We can draw recursion tree in 2 ways:
1) By being biased on the right sub-array during partition with odd number of elements. This would give 20,47,15,8,9,4,40,30,12,17 after 2 calls to merge function.
2) By being biased on the left sub-array during partition with odd number of elements. This would give 15,20,47,8,9,4,40,30,12,17 after 2 calls to merge function.
I think in the question they are talking about iterative mergesort. Reference: https://www.geeksforgeeks.org/iterative-merge-sort/
// Merge subarrays in bottom up manner. First merge subarrays of
// size 1 to create sorted subarrays of size 2, then merge subarrays
// of size 2 to create sorted subarrays of size 4, and so on.

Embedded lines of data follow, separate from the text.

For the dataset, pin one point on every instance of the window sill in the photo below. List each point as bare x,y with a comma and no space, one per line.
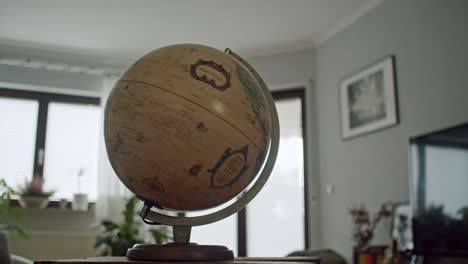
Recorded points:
54,204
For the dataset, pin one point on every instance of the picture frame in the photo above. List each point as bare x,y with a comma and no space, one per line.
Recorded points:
368,99
401,226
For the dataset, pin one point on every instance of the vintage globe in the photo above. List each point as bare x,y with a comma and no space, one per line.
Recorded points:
187,127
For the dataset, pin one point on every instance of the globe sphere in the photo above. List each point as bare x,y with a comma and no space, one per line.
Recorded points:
187,127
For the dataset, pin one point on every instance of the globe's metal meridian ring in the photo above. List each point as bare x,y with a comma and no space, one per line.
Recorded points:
246,197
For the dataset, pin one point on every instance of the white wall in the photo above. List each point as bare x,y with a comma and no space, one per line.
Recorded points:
429,40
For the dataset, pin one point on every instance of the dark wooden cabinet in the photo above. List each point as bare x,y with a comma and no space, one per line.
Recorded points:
123,260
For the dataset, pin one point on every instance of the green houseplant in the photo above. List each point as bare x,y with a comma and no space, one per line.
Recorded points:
115,238
9,216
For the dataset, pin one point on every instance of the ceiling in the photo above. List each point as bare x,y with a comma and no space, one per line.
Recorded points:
130,28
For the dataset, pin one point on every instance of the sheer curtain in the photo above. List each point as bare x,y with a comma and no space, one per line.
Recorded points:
111,192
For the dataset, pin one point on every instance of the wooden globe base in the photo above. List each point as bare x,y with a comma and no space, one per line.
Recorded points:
179,252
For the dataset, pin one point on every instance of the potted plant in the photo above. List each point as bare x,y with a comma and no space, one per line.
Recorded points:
80,200
115,238
32,194
9,216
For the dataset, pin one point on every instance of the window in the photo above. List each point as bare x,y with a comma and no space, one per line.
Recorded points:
17,137
53,136
280,204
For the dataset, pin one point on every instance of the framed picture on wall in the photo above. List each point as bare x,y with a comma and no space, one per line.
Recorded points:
368,99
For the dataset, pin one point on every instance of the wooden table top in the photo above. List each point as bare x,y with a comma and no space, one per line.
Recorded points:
124,260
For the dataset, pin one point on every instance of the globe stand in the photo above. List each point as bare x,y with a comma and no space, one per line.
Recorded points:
182,249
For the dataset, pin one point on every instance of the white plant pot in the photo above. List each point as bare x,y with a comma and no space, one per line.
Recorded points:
80,202
33,202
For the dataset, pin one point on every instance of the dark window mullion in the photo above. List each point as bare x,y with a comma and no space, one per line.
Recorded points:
242,233
39,154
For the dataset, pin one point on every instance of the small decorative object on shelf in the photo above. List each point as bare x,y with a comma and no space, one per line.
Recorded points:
116,238
364,225
32,194
9,216
370,255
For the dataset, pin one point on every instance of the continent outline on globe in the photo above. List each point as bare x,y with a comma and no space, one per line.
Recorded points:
143,118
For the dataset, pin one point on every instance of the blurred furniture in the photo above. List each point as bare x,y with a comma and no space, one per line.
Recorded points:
124,260
5,257
327,256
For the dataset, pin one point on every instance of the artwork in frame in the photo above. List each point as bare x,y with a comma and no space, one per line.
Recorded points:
368,99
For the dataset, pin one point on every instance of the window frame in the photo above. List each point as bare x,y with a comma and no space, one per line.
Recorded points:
43,99
242,232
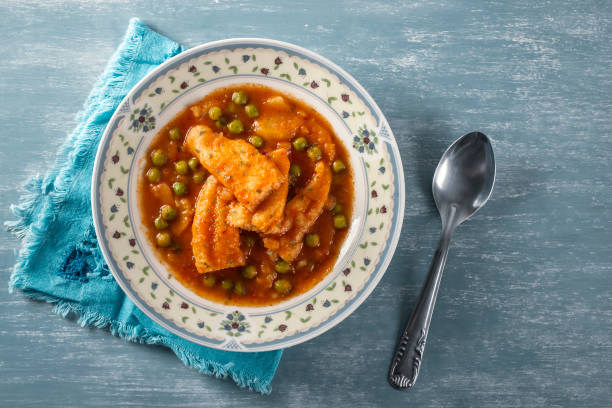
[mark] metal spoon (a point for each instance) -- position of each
(462, 184)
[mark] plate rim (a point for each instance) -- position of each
(394, 153)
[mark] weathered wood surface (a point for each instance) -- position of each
(524, 316)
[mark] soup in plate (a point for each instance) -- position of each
(247, 196)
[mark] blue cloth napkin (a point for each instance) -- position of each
(60, 260)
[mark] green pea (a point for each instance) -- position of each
(251, 111)
(248, 240)
(209, 280)
(282, 267)
(160, 223)
(214, 113)
(175, 134)
(163, 239)
(198, 177)
(232, 108)
(154, 175)
(239, 97)
(181, 167)
(179, 188)
(221, 122)
(239, 288)
(167, 212)
(159, 157)
(338, 166)
(300, 144)
(282, 286)
(193, 163)
(235, 126)
(312, 240)
(256, 141)
(314, 152)
(295, 170)
(249, 271)
(340, 221)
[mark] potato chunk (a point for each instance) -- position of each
(303, 211)
(185, 215)
(216, 244)
(319, 135)
(236, 164)
(276, 121)
(269, 215)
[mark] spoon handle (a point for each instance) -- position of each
(409, 352)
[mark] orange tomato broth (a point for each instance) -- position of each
(312, 264)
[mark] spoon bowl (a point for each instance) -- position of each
(465, 176)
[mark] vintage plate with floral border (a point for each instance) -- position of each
(356, 119)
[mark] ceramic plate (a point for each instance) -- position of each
(358, 122)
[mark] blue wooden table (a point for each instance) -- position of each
(524, 315)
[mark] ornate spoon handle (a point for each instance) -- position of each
(409, 352)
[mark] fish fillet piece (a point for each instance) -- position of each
(303, 211)
(269, 214)
(276, 121)
(215, 243)
(236, 164)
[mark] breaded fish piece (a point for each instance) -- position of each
(303, 211)
(269, 215)
(276, 121)
(236, 164)
(215, 243)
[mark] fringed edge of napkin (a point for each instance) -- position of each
(43, 198)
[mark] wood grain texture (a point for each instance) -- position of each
(524, 315)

for (curr_size=1; curr_size<=n-1; curr_size = 2*curr_size)
{
// Pick starting point of different subarrays of current size
for (left_start=0; left_start<n-1; left_start += 2*curr_size)
{
// Find ending point of left subarray. mid+1 is starting
// point of right
int mid = min(left_start + curr_size - 1, n-1);
int right_end = min(left_start + 2*curr_size - 1, n-1);
// Merge Subarrays arr[left_start...mid] & arr[mid+1...right_end]
merge(arr, left_start, mid, right_end);
}
}
By 2 passes they mean to say 2 iterations of the outer for loop in the above code.
First iteration of the outer for loop would merge all 1-sized array elements.
Second iteration of the outer for loop would merge all 2-sized array elements.